A face Generosa da cultura
12/07/2017
Manicure que trabalha perto do instituto adorou “Janis”, visitou as obras de Nam June Paik e não perde um destaque da programação cultural
Barrinha é uma região no extremo norte de Minas Gerais com cerca de 20 mil habitantes. Foi lá que nasceu Generosa Maria da Soledade, uma das frequentadoras mais assíduas do Oi Futuro, e de lá que ela saiu há 41 anos para ganhar a vida no Rio de Janeiro. Até começar a trabalhar como manicure, na década de 1980, Gina, como é chamada pelos amigos, passou por diversas casas de famílias, onde trabalhou como babá e cuidou de crianças. Hoje funcionária de um salão de beleza na rua Dois de Dezembro – a mesma do Centro Cultural Oi Futuro, ela dedica as horas de lazer para ler, ver, ouvir e falar sobre cultura. “A cultura faz bem para a minha alma. Se eu estou triste, é só entrar em contato com ela que a tristeza vai embora”, conta Gina, sentada em um dos bancos de madeira da área externa do instituto, um dos seus locais preferidos do Centro.

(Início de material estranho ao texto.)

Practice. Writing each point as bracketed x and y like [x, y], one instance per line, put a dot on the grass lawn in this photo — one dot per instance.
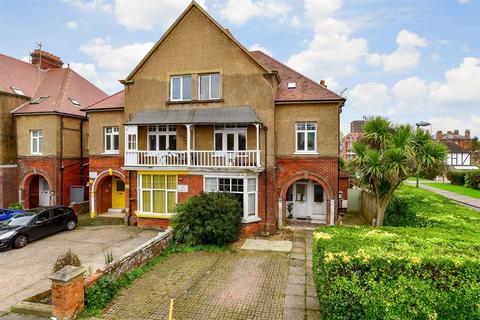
[429, 271]
[464, 191]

“Tudo mudou para mim quando fui pela primeira vez a uma exposição do Monet e outra do Rodin, em 1998”, lembra Gina. “De lá para cá, eu me apaixonei por cultura e passei a gostar de tudo um pouco. Mas com uma condição: a obra precisa ter qualidade”, explica. Aos 58 anos , ela coleciona uma série de referências a partir das peças, exposições, filmes e livros com o quais teve contato ao longo da vida. É fã das produções do diretor Luiz Fernando Carvalho, do programa de televisão “Manhattan Connection” e tem entre seus livros favoritos algumas obras recentes das escritoras Martha Medeiros e Lya Luft.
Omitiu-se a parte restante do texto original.